[ale] Security best practice - Remove or disable user accounts?

[mike at trausch.us (Michael B. Trausch)]

On Thu, 2008-08-07 at 12:32 -0400, Jeff Lightner wrote:
> At a former job the policy was to disable rather than remove user
> accounts.
> 
> However, on checking for ?best practices? I don?t find any indication
> why this should be and find several references to removing them
> completely.
> 
> Does anyone know of a best practice that explains why disabling would
> be preferable to removing?

Long story short, I think that removing accounts is something that
should be done later, and disabling sooner, at least for most types of
systems.  More on that below.  I don't think that there is any "best
practice" that I am aware of that concretely explains one over the
other, but given that both types of accounts are equivalent in terms of
having access to the system (neither one can be directly logged into in
a properly functioning system), I think that there can be many arguments
for going in either direction.

The single best reason that I can think of to disable accounts is to
maintain history and consistency in things like log files and records.
Eventually, they can be purged.  This is probably more for application
software and the like, though, as opposed to operating systems, but it
could really apply to either, in many circumstances.

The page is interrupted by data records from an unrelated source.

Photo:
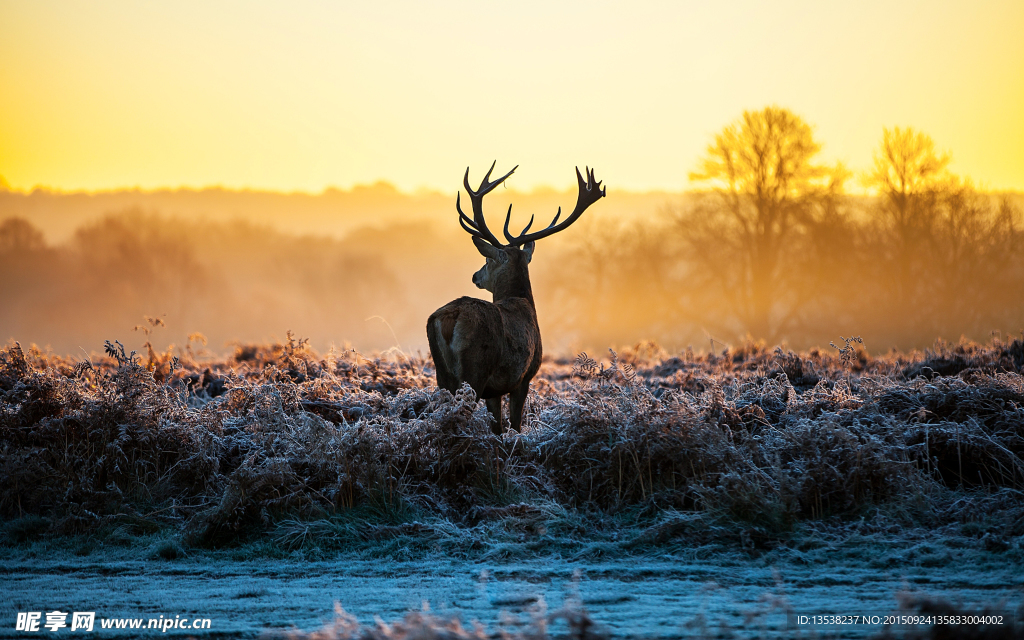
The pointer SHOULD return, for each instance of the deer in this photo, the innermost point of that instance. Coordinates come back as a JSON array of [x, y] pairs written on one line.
[[496, 346]]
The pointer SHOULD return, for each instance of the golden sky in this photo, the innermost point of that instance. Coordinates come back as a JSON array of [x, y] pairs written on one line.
[[302, 95]]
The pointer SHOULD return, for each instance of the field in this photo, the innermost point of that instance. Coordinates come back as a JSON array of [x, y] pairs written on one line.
[[754, 481]]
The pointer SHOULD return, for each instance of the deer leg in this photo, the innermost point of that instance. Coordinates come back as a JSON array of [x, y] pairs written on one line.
[[495, 407], [517, 400]]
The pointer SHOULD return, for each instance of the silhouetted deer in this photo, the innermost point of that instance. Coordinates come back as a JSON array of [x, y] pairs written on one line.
[[496, 347]]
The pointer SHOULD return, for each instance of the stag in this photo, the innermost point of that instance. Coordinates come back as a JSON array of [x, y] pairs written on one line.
[[496, 346]]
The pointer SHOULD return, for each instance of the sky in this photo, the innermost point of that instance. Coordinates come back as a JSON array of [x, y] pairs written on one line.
[[305, 95]]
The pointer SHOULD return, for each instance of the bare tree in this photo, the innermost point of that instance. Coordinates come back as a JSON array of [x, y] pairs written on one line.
[[745, 238], [944, 253]]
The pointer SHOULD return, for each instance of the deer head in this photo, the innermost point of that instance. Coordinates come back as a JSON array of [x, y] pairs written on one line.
[[506, 264]]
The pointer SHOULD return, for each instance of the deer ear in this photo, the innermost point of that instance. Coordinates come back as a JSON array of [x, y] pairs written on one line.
[[487, 250], [528, 250]]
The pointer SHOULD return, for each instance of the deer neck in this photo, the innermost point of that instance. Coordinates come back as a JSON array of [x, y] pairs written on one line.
[[515, 287]]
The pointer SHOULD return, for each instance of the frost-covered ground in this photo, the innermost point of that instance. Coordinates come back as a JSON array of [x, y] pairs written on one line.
[[694, 594], [652, 598], [663, 495]]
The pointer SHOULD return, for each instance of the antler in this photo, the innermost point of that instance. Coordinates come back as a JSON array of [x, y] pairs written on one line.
[[478, 226], [590, 193]]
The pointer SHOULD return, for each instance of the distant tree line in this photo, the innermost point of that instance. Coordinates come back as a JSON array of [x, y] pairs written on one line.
[[774, 248]]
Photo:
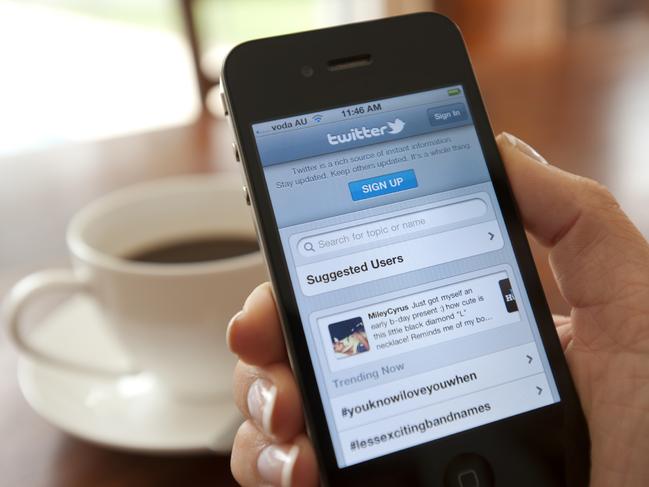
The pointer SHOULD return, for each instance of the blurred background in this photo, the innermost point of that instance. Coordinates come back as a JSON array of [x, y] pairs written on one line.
[[96, 95]]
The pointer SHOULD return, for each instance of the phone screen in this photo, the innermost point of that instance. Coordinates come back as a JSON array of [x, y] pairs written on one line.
[[412, 302]]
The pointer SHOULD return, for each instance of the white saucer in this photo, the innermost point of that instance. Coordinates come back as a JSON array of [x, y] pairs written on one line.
[[130, 412]]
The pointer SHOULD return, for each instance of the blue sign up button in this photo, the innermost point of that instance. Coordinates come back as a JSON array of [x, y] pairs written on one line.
[[380, 185]]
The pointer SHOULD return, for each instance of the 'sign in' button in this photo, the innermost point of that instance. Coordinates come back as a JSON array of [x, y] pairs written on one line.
[[384, 184]]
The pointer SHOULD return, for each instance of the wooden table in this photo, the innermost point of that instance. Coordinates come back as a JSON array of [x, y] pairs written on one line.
[[584, 104]]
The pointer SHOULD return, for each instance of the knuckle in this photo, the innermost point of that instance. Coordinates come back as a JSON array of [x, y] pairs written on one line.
[[598, 195]]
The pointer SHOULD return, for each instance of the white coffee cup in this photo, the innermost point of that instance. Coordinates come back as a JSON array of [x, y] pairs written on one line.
[[170, 319]]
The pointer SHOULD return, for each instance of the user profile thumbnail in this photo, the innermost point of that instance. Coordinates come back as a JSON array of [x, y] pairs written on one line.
[[348, 337]]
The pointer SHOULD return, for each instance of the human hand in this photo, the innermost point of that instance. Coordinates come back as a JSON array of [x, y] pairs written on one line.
[[601, 264]]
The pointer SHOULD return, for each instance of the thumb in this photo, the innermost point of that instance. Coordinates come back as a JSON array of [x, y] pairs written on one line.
[[596, 252]]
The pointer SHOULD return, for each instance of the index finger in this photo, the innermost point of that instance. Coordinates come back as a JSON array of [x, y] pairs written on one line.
[[255, 334]]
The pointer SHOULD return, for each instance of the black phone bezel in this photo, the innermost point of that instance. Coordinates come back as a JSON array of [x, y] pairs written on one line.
[[262, 81]]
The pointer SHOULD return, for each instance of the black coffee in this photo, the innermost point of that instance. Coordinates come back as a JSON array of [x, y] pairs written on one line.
[[195, 250]]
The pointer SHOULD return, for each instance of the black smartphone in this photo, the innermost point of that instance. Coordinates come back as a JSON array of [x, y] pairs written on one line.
[[412, 311]]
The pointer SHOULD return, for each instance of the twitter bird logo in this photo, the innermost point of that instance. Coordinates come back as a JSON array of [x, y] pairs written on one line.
[[396, 126]]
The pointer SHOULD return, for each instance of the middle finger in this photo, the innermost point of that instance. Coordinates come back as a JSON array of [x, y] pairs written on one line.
[[270, 398]]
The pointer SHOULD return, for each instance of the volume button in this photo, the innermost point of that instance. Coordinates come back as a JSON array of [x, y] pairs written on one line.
[[235, 149], [224, 104]]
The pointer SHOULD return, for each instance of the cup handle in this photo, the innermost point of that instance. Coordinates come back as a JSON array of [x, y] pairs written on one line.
[[31, 287]]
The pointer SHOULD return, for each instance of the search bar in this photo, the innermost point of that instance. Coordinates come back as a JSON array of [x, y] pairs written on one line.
[[398, 258], [381, 230]]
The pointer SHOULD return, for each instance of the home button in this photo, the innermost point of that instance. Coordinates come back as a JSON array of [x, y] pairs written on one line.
[[468, 470]]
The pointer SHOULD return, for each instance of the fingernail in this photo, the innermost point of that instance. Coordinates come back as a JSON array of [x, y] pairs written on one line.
[[261, 401], [275, 464], [524, 147], [228, 330]]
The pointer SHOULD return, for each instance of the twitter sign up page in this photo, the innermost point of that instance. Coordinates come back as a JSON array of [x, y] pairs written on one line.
[[414, 312]]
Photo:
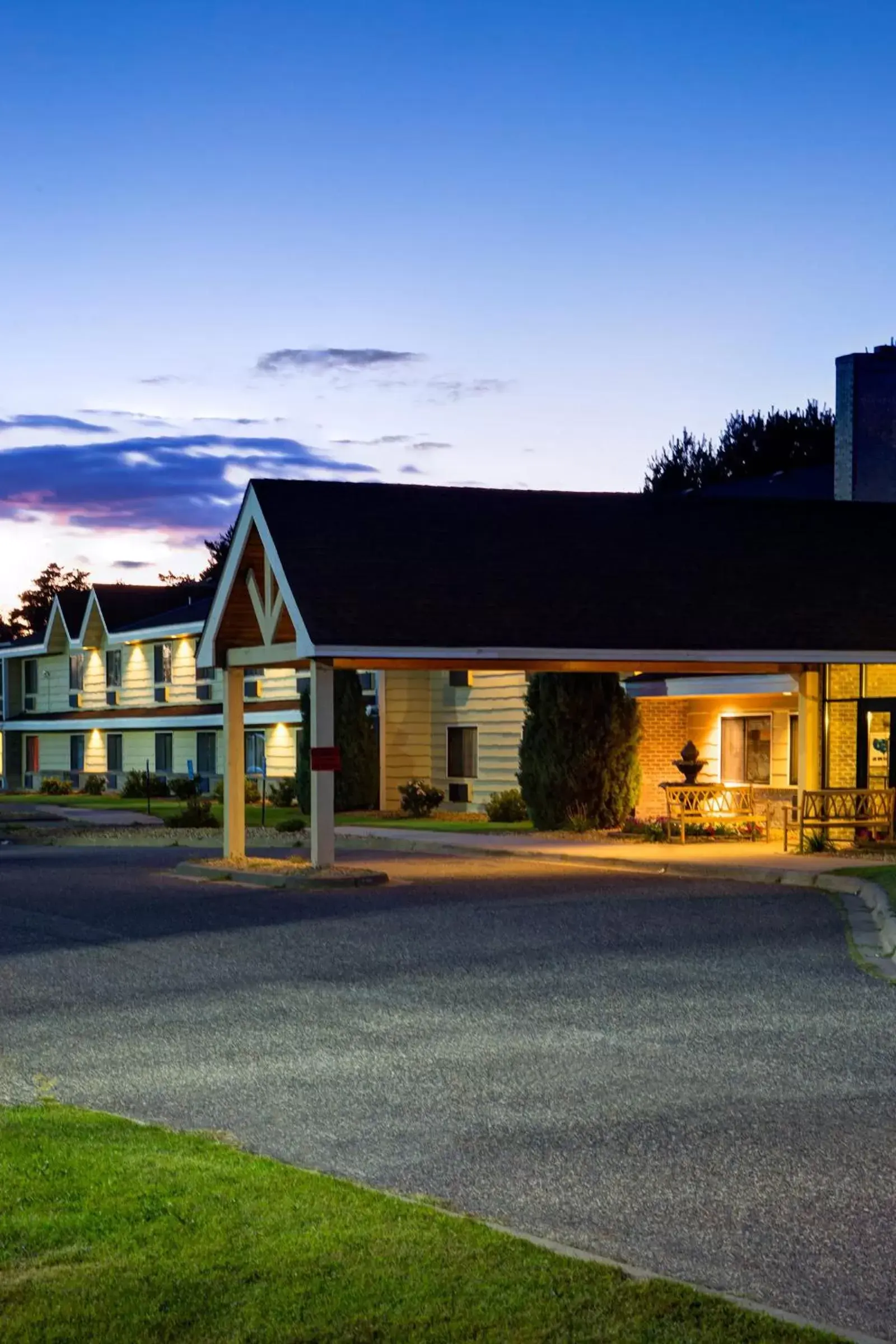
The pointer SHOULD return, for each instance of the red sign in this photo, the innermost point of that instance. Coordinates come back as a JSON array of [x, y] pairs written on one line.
[[325, 758]]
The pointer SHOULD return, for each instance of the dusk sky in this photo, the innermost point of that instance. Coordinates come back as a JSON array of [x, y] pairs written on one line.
[[517, 245]]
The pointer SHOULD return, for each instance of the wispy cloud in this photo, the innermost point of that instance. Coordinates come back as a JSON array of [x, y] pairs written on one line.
[[372, 442], [137, 417], [457, 389], [54, 422], [183, 483], [331, 361]]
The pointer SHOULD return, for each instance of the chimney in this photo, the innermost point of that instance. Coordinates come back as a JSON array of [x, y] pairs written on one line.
[[866, 432]]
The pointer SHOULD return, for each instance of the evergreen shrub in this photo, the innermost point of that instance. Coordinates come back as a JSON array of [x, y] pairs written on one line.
[[580, 750]]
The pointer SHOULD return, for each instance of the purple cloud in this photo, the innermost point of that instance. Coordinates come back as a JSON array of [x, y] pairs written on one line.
[[189, 483], [318, 361]]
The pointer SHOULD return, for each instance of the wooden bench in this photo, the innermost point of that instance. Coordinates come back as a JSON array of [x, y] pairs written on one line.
[[827, 810], [732, 804]]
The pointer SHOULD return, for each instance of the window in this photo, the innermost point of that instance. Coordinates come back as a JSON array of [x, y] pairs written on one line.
[[164, 753], [794, 749], [254, 753], [746, 749], [77, 673], [115, 753], [113, 667], [461, 753], [162, 663], [206, 754]]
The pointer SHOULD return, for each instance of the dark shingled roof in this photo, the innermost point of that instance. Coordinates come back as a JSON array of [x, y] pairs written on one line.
[[133, 606], [410, 566]]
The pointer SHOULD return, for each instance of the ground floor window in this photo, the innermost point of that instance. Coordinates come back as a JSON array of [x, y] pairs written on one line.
[[77, 753], [463, 753], [794, 749], [254, 753], [746, 749], [164, 753], [206, 753], [115, 753]]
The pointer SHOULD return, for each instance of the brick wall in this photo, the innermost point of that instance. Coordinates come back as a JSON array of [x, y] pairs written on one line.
[[664, 731]]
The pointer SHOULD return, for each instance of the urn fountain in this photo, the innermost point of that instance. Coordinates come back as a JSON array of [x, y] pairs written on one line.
[[689, 763]]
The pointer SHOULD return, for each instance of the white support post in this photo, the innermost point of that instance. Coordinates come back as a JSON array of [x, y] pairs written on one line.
[[234, 767], [809, 733], [323, 781]]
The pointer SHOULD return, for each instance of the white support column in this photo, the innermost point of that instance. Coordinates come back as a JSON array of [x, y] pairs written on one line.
[[234, 767], [809, 731], [323, 781]]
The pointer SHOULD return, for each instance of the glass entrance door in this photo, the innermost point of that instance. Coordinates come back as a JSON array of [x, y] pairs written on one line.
[[875, 765], [879, 748]]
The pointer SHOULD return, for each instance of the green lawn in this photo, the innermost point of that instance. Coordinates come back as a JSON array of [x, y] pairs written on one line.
[[164, 807], [115, 1233]]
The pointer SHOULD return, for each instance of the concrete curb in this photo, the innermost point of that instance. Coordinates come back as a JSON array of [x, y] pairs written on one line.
[[280, 881]]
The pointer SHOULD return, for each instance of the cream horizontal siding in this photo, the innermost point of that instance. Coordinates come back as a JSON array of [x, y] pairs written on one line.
[[704, 730], [409, 731], [494, 704]]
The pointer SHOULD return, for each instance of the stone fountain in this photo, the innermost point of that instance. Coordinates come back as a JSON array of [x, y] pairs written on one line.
[[689, 763]]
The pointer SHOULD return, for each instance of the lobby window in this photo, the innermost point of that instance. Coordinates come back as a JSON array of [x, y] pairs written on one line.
[[164, 753], [162, 663], [32, 754], [206, 754], [746, 749], [113, 669], [254, 753], [794, 749], [77, 753], [115, 753], [463, 753]]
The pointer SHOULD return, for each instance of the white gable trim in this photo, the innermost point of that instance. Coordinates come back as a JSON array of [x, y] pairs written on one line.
[[250, 514]]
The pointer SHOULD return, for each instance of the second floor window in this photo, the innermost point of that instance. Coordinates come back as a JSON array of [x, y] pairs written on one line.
[[77, 673], [162, 663], [113, 667]]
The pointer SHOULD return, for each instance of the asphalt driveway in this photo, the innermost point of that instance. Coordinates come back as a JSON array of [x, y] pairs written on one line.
[[689, 1077]]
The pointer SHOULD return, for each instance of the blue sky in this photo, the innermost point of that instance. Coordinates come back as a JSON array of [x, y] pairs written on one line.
[[437, 242]]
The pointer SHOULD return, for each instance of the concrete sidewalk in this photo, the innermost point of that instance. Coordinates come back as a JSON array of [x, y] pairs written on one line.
[[629, 854]]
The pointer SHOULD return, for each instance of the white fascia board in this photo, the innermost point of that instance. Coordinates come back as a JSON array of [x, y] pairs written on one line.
[[692, 687], [92, 601], [206, 647], [155, 632], [250, 512], [376, 656], [160, 725]]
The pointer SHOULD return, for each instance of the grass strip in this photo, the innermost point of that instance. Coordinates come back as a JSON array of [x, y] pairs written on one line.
[[110, 1231]]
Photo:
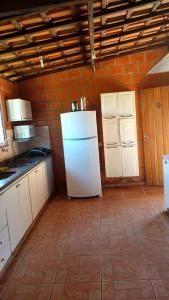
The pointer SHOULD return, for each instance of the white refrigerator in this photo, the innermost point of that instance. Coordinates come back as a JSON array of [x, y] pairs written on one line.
[[80, 144]]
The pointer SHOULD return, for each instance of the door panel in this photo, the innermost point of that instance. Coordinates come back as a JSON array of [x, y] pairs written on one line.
[[126, 103], [111, 132], [130, 161], [128, 130], [113, 163], [109, 104], [155, 120]]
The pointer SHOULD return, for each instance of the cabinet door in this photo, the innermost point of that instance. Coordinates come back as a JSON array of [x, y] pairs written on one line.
[[13, 110], [25, 204], [113, 162], [26, 111], [111, 132], [11, 202], [130, 161], [37, 192], [128, 131], [48, 177], [126, 102], [40, 184], [109, 104]]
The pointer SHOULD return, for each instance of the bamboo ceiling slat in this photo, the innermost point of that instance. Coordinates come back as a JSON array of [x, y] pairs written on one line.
[[68, 34]]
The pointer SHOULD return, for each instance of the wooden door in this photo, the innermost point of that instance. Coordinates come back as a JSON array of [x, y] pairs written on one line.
[[155, 121]]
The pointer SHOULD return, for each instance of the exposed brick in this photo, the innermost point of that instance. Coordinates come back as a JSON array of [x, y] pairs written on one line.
[[137, 57], [116, 69], [123, 60], [131, 68], [144, 67]]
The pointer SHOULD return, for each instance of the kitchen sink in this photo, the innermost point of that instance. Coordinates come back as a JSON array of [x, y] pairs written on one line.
[[4, 175]]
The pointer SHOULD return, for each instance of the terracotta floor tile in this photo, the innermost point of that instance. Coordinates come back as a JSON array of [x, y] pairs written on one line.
[[128, 290], [77, 291], [2, 290], [123, 267], [161, 288], [28, 292], [110, 245], [79, 229], [53, 231], [35, 269], [47, 247], [83, 269], [77, 246]]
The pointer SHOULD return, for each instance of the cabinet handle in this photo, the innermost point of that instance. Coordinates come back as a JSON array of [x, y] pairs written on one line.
[[2, 259]]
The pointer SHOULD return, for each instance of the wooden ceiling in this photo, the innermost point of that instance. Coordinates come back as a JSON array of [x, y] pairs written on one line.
[[68, 34]]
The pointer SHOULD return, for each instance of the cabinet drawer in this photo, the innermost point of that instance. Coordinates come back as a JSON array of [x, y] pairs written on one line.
[[4, 237], [4, 255], [3, 219]]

Take, for example, an application that someone uses to fill out trouble
tickets all day long.  User accounts are created on them, tickets are
filled out, and those tickets are linked to the person that created them
by reference.  Referencing data is faster and smaller than duplicating
it, so it makes sense.  When that person leaves, do you delete their
account and then deal with all the orphaned tickets?  You could, but
you're going to lose some history that way.  The log files probably
contain a user ID or login name, and the history should, as well.  The
comments left on the ticket by that user will be the same way.

One of the better ways to handle it is to disable the user account such
that it cannot be logged in or activated through some application or
operating-system sanctioned sudo-like mechanism (or, in the case of the
lack of the latter, that it becomes an automatically-triggered red flag
if something is done with the user account).  Then, once all the records
that the person had anything to do with are moved to archives, the user
account can be expunged from the production system and live on only in
the archives.  The upside to this process is that a simple utility to
check the database consistency and answer questions like, "What if user
X were removed from the system" will be able to tell if you'd
inadvertently create some inconsistency in the database if the user
account were removed.  You can do things like that on the operating
system, too, see if there are any files outside of their ${HOME} that
they owned before getting rid of their user accounts entirely.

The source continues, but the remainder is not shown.